The executive used the example of a route from Los Angeles to Chicago, which used to take anywhere from five to eight days. Currently, the transit time sits at over 20 days.

“We’re already feeling it and it is a concern. If this shuts down, this affects not just containerized cargo or domestic intermodal cargo, but think about petroleum that’s moved over the rails, commodities, grains, coal—items like that that’s going to affect pricing for fuel,” Brashier said.

It’s not just rail negotiations that shippers are being advised on by their logistics providers.

In the case of the West Coast dockworkers contract, which expired in July, shippers have been re-routing cargo to the East and Gulf coast for many months now. Some of that is expected to return to the West Coast once a new contract is struck and ratified, but that’s not likely until the second quarter of next year, Brashier said.

A chunk of that cargo, however, will not come back at all, with Brashier saying some ITS customers have opened permanent distribution centers and operations near the Gulf Coast ports, southeast and eastern Pennsylvania.
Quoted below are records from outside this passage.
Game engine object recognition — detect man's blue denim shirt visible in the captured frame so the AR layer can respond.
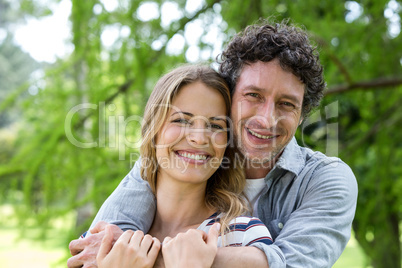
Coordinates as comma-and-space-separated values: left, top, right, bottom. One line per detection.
91, 138, 357, 268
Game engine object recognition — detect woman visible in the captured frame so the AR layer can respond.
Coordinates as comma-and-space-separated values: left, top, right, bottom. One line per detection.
97, 66, 272, 268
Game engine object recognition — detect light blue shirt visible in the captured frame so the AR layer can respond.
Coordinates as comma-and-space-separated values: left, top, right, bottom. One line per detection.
92, 138, 357, 268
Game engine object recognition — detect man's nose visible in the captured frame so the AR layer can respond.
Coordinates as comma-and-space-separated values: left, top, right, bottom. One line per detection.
187, 122, 210, 145
256, 99, 276, 128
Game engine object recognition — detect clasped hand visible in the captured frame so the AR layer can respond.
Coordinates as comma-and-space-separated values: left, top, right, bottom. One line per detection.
68, 223, 219, 268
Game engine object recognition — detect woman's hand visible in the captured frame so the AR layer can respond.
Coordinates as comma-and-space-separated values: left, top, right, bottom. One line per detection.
96, 226, 161, 268
162, 223, 220, 268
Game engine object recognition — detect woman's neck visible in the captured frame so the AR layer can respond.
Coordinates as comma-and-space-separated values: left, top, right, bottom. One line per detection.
149, 177, 215, 241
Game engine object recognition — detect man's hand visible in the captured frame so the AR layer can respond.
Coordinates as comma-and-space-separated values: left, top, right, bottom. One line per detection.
96, 226, 161, 268
67, 222, 123, 268
162, 223, 220, 268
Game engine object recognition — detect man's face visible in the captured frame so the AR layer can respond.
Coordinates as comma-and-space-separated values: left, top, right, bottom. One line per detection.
231, 60, 304, 169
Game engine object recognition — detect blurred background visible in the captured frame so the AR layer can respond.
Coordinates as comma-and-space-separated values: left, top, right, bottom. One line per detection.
0, 0, 402, 268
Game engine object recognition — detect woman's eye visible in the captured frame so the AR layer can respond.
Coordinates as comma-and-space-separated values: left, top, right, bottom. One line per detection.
246, 93, 259, 98
209, 124, 223, 130
172, 118, 189, 124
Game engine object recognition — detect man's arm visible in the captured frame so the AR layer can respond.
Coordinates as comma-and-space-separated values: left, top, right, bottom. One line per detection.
260, 161, 357, 268
90, 160, 156, 233
67, 222, 123, 268
212, 247, 269, 268
67, 161, 156, 268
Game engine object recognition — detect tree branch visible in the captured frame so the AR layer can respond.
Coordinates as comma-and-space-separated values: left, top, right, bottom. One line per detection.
324, 78, 402, 96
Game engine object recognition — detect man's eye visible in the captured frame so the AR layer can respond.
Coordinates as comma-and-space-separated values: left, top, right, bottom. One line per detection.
282, 101, 295, 108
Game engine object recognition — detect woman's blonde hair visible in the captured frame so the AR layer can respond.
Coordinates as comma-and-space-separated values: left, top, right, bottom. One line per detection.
140, 65, 248, 233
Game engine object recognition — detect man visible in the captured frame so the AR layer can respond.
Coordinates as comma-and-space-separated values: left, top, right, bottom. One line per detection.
69, 21, 357, 268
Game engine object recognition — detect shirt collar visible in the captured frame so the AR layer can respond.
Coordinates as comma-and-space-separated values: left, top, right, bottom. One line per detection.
274, 137, 306, 176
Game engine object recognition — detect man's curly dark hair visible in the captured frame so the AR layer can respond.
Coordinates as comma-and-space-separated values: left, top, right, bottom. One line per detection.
218, 20, 325, 117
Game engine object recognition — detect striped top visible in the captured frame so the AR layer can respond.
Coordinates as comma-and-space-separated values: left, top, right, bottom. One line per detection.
197, 213, 273, 248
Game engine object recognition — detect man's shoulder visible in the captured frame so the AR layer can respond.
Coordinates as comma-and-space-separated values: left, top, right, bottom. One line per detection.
299, 143, 357, 188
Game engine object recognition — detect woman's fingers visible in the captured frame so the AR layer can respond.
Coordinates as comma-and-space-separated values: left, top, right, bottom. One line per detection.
97, 226, 113, 259
148, 237, 161, 262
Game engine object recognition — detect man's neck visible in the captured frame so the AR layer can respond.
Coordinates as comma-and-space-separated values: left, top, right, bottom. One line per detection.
245, 151, 283, 180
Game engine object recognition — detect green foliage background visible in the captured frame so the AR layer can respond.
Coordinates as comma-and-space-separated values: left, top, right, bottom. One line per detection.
0, 0, 402, 268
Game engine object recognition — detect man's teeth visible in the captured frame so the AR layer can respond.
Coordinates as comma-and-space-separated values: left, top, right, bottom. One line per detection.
248, 129, 274, 139
179, 153, 207, 160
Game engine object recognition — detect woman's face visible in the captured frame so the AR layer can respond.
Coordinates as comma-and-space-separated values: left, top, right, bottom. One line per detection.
156, 82, 227, 184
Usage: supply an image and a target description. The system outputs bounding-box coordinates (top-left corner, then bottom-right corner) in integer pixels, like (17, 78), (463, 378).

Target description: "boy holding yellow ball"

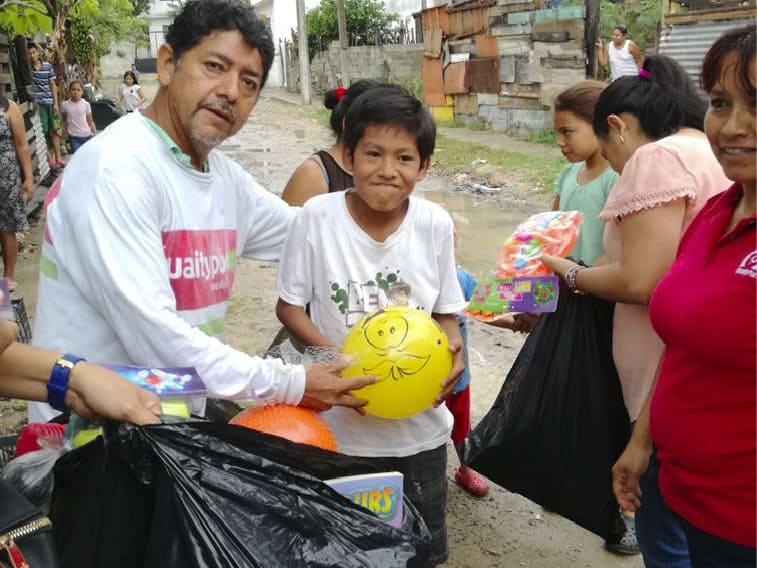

(276, 85), (465, 566)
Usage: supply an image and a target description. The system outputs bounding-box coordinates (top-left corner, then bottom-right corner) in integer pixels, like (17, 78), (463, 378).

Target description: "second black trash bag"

(463, 284), (630, 538)
(50, 422), (430, 568)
“I would say that this is something that a lot of, especially retailers and consumer goods BCOs [beneficial cargo owners], probably had in the plans or thought about doing for a while just like infrastructure,” Brashier said. “Heavy investment into assets usually take something to kind of push that over the finish line. I think what’s really driving that is the consumer has changed. The consumer wants goods mailed or delivered to them in small pack and get to them in one to two days.”

The congestion that began in late 2018 with tariffs imposed by then-President Trump, followed by all that occurred with supply chains throughout the pandemic, was the push many companies needed to move ahead with those investments.

Another trend ITS is seeing among its customer base: a transition away from booking services door to door, or from the door of where product is being bought overseas to the door of their distribution centers. Instead, the savvier cargo owners, Brashier said, are hiring their own trucking or drayage providers and booking to the container yards or rail ramp to pick up product for final delivery. In some cases, they’ll turn to a company such as ITS to manage all of those efforts systemwide.

ITS is seeing the trend across consumer goods, retail and commodities among the other industries it services.

“You minimize per diem and demurrage [costs and fees] better because you’re controlling the trucking capacity,” Brashier said of what’s driving the trend. “So it limits the costs considerably for the BCO. It increases the control over the trucking transit. It helps them with planning and makes them more efficient.”